BAŞKAN – Buyurun Sayın Akbaşoğlu, buyurun.

MUHAMMET EMİN AKBAŞOĞLU (Çankırı) – Dün, basın toplantısında bu konulara ilişkin; 3600’le, EYT’lilerle, emeklilerle ilgili zam ve aynı zamanda asgari ücretlilerle ilgili gündeme gelen hususlar gazeteci arkadaşlar tarafından sorulduğunda şunu ifade ettim aynen: Memur ve emeklilerimiz, biliyorsunuz, 1 Ocakta, bir de 1 Temmuzda zam alıyorlar. Bu toplu sözleşmelerle ilgili enflasyon oranı artı yüzde 6 ilave -sözleşme gereğince… Buna ilişkin bir artırımın 1 Temmuz itibarıyla yapılacağını söyledim. Asgari ücretle ilgili de Sayın Cumhurbaşkanımızın beyanını tekrar ederek gerekirse, gerektiğinde asgari ücretle ilgili değerlendirmenin de yapılacağını ifade ettim.
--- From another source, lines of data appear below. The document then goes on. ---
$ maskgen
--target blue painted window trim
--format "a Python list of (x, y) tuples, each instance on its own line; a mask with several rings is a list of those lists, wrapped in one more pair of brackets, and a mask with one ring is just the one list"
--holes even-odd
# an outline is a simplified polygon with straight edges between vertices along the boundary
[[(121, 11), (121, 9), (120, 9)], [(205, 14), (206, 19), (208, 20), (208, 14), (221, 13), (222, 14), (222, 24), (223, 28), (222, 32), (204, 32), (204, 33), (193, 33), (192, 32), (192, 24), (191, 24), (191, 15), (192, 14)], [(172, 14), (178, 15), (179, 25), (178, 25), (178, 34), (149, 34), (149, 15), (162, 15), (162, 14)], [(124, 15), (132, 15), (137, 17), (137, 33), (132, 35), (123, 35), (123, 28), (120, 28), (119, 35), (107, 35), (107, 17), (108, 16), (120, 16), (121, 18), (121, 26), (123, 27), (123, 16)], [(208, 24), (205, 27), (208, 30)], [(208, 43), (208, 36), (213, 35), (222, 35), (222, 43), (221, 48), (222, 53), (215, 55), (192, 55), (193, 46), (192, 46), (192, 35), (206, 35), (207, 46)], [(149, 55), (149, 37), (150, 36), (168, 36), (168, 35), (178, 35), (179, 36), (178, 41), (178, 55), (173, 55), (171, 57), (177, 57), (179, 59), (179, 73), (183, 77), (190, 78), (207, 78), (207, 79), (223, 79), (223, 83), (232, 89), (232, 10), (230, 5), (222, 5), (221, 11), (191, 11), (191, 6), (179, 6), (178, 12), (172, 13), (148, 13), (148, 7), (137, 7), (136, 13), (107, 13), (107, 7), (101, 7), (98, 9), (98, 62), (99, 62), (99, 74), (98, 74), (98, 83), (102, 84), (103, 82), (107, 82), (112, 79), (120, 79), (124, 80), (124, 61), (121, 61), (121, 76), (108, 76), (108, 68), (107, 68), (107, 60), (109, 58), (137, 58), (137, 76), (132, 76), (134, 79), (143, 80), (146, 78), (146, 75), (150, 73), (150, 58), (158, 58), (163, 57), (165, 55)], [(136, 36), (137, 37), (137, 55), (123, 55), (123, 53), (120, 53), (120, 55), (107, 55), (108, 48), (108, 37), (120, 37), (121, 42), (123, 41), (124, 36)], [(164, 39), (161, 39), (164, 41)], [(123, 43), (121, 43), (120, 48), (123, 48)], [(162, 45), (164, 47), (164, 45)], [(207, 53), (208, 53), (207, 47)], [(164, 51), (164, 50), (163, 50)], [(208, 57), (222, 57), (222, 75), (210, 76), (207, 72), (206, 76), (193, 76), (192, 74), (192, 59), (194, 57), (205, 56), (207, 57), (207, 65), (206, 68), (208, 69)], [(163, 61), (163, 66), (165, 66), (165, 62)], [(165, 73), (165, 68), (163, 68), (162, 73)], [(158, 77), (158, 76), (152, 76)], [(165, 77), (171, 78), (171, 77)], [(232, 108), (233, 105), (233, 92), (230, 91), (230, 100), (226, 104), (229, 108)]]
(Mikrofon otomatik cihaz tarafından kapatıldı)

MUHAMMET EMİN AKBAŞOĞLU (Çankırı) – Son olarak efendim.

BAŞKAN – Buyurun.

ERHAN USTA (Samsun) – Bir on beş dakika içinde toparlayın Sayın Akbaşoğlu! Yanınızdaki hanımefendiye de bir söyleyin!

MUHAMMET EMİN AKBAŞOĞLU (Çankırı) – Bakın, ne demişim burada; aynı şeyi söylemişim, burada konuşmam. “Aynı şekilde, değerli arkadaşlar, biliyorsunuz, öğretmenlerle ilgili kariyer mesleğine ilişkin bir kanuni düzenleme yapmıştık ve orada, memurlarla ilgili yapacağımız düzenlemenin öncülü olarak öğretmenlerimizle ilgili 3600 ek göstergenin Ocak 2023 tarihinden itibaren geçerli olacağına dair düzenlemeyi yüce Meclisimiz kanunlaştırdı. Bu bir örnektir; daha geniş spektrum içerisinde ilgili kanunlarda değişikliği inşallah temmuz ayına kadar gerçekleştireceğimizi ifade etmek isterim. Aynı zamanda, asgari ücretle ilgili gündeme getirilen hususlar var. Bunun da yıl ortasında değerlendirilebileceğini Sayın Cumhurbaşkanımız da ifade etmişlerdi; bunu aynen tekrarlıyorum.” Bu kadar.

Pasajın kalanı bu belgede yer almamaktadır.